We can note that this transformation behaves very similarly to \( \log(x + 1) \). One difference is that the standard deviation is scaled around 1 rather than around 0.5. Any effect on the PCA seems minimal though.

In a 1948 paper Anscombe explored these sorts of tranformations for Poisson and negative binomial data. In addition to the \( \sinh^{-1} \) form of the solution to the integral, Anscombe also considers an approximation which works for certain ranges of mean and \( \phi \). The approximation has the form \[ \log\left( x_i + \frac{1}{2 \cdot \phi} \right). \]

This has the same form as the heuristic \( \log \) transform, but instead of just picking 1 the "pseudocount" is motivated by the data distribution and statistical theory. We also create the same plots as above for data tansformed in this way.

Again the data looks similar to before, and we're back to the situation of having standard deviation around 0.5 for highly expressed genes.

In both of these cases we have assumed a global \( \phi \) parameter, and found it by polynomial curve fitting of mean vs variance. This is handy because we can use information from all genes and learn something global about the data. Then each gene is transformed assuming a fixed dispersion level.

For these data sets, there's actually no real need to assume a global \( \phi \). They have thousands of cells providing observations for each gene, we can easily learn individual \( \phi_i \) for each gene by maximum likelihood. That means we can perform VST of each gene independent of the other genes.
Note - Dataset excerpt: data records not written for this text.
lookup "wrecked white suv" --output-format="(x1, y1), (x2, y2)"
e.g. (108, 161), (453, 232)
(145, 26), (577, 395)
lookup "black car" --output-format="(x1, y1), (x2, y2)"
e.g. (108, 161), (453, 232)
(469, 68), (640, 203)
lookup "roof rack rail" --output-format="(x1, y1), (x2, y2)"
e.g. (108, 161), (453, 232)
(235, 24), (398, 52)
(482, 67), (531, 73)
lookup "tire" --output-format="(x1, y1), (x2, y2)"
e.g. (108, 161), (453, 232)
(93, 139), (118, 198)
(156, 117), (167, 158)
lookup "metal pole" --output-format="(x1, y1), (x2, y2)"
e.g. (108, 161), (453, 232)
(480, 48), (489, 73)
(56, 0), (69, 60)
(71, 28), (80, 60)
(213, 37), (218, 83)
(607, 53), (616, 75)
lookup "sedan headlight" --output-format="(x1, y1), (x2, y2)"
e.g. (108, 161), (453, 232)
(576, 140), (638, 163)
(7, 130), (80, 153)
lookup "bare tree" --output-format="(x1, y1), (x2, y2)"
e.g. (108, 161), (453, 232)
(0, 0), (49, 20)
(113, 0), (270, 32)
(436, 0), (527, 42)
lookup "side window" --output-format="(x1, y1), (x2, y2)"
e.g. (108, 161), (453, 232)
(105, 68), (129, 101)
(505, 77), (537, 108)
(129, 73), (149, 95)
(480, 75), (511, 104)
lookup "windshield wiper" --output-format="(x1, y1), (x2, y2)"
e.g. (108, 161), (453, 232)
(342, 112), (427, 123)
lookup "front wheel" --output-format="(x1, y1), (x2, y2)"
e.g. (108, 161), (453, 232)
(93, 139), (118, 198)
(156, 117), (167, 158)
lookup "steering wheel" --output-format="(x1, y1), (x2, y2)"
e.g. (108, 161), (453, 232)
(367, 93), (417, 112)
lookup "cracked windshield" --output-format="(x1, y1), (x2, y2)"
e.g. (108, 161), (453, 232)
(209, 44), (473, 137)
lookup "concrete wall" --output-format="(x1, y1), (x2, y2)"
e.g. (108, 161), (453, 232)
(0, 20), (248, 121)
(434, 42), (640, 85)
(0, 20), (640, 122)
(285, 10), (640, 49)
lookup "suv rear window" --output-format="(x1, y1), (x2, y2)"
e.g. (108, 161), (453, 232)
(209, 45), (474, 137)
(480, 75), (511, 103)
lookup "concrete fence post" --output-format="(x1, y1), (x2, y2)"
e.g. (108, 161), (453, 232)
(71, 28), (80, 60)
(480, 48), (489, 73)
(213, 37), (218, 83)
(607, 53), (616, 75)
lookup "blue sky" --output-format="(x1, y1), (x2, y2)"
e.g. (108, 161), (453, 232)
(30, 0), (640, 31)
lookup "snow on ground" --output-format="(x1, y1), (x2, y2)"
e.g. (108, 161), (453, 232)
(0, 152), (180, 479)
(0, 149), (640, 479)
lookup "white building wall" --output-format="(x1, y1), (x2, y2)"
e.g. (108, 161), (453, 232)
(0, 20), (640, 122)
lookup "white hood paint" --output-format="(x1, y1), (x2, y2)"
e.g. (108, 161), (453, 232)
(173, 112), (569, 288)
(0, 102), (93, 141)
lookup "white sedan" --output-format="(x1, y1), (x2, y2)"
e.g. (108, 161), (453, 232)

(It should be mentioned that finding all the \( \phi_i \)'s took about 40 minutes for the larger of the data sets, so it's not extremely practical).

When plotting these independent VST values we first see that the relation between mean and standard deviation is much "tighter" for both data sets. We still get an interesting bump for lower expression values, but after a mean of 2.0 the standard deviations are stable at 1.0. (A problem of course is that it's hard to know what "2.0 expression" means here, but it seems somewhat comparable between the two data sets).

Here we notice that the low-dimensional representation in the PCA is different from the previous data transformations. For the left data, we don't see clear clusters anymore, while for the right data some within-cluster covariance seem to follow PC1 better.

Finally, we can try to perform the approximate Anscombe transformation for gene specific \( \phi_i \) values.

It's hard to say what we are seeing here. There's definitaly no apparant correlation between mean and variance after the transformation. Though the standard deviations are not particularly stable around a value. For very high mean expression, values are transformed to have 0 standard deviation, meaning they are probably transformed to a constant value.

The multivariate PC analysis shows similar results as the first few transformations.

In the end I don't have any particularly good conclusions. The results are in the end somewhat different, especially when considering per gene \( \phi_i \) values. I have no idea which would "correct" in any meaningful way.

One note though, is that in all cases (except the last) there still is a dependency between mean and variance for genes with very low means. Considering that scRNA-seq as a field is moving towards more cells rather than more counts per cell, this might mean that variance stabilizing transforms are the wrong way to go in modern studies. Instead working directly with count distributions might be a more stable strategy for low counts. There of course is very limited prior work on this, and that is good to keep in mind when working with and planning to make shallow scRNA-seq data.